Homework 7

CHE 116: Numerical Methods and Statistics

Prof. Andrew White

Version 1.0 (2/22/2016)


1. System of Equations (5 Points)

Solve this system of equations using the linalg package. Answer in Python.

$$\begin{array}{ll} 6 x + 4 y &= z^2\\ x - y &= 6 \\ 2x - 2y &= z^2 - 4 \\ \end{array}$$

In [22]:
import numpy as np
from numpy import linalg

#note z^2 doesn't affect our answer
a_matrix = [[6, 4,-1],\
            [1, -1, 0],\
            [2, -2, -1]]
b_matrix = [0, 6, -4]

#convert them to numpy arrays/matrices
np_a_matrix = np.array(a_matrix)
np_b_matrix = np.array(b_matrix).transpose()

#Solve the problem
np_a_inv = linalg.inv(np_a_matrix)
np_x_matrix = np_a_inv.dot(np_b_matrix)

#print the solution, making sure to use z
print(np_x_matrix[0], np_x_matrix[1], np.sqrt(np_x_matrix[2]))


4.0 -2.0 4.0

2. Chemical Reaction (6 Points)

A set of frist-order chemical reactions can be described by the following system of differential equations:

$$\begin{array}{lr} \cfrac{dC_1(t)}{dt} = & -2 C_1(t) + C_2(t) + C_3(t)\\ \cfrac{dC_2(t)}{dt} = & 2 C_1(t) - 4 C_2(t)\\ \cfrac{dC_3(t)}{dt} = & 3 C_2(t) - C_3(t)\\ \end{array}$$

Answer the following questions:

  1. [1] Write down this system of ODEs using a matrix notation
  2. [2] Mass is conserved in these equations.
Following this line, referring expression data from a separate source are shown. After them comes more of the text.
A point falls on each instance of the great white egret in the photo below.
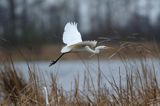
(73, 40)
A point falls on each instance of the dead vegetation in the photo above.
(138, 87)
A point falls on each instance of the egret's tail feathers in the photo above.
(55, 61)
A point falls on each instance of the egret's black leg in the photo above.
(55, 61)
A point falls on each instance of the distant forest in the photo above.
(37, 22)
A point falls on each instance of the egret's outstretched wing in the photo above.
(71, 34)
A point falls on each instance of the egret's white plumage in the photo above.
(73, 40)
(71, 34)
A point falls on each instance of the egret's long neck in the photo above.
(91, 50)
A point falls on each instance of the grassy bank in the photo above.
(140, 86)
(49, 52)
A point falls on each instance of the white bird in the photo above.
(73, 40)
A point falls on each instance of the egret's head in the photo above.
(100, 47)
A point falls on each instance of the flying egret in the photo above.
(73, 40)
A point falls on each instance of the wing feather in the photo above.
(71, 35)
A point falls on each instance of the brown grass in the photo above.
(139, 88)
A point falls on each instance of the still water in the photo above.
(67, 71)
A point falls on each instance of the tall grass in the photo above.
(139, 86)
How can you tell from the matrix?
  3. [1] Find the eigenvalues and eigenvectors for the coefficient matrix. It is not Hermitian. Use linalg.
  4. [2] One of the eigenvalues is special. Make an argument, using math and python, for why this is significant with respect to equilibrium.

2.1 Answer

$$\left[\begin{array}{lcr} -2 & 1 & 1\\ 2 & -4 & 0\\ 0 & 3 & -1\\ \end{array}\right] \left[\begin{array}{c} C_1(t)\\ C_2(t)\\ C_3(t)\\ \end{array}\right] = \left[\begin{array}{c} \cfrac{d\,C_1(t)}{dt}\\ \cfrac{d\,C_2(t)}{dt}\\ \cfrac{d\,C_3(t)}{dt}\\ \end{array}\right]$$

2.2 Answer

The amount of $C_1$ leaving has to equal the amount of $C_1$ coming in. This is guaranteed by the columns summing to 0.

2.3 Answer


In [2]:
c_mat = np.array([[-2, 1,1], [2, -4, 0], [0, 3, -1]])
e_l, e_v = linalg.eig(c_mat)

In [3]:
for i in range(3):
    print(e_l[i], e_v[:, i])


-4.0 [  5.45747210e-16   7.07106781e-01  -7.07106781e-01]
-3.0 [-0.26726124 -0.53452248  0.80178373]
-3.84352614539e-16 [ 0.53452248  0.26726124  0.80178373]

2.4 Answer

That eigenvector results in all derivatives being $0$, meaning the concentrations do not change


In [4]:
print(c_mat.dot(e_v[:,2]))


[  1.22124533e-15  -6.66133815e-16  -5.55111512e-16]

3. Python Practice (20 Points)

All your functions must have docstrings for full credit.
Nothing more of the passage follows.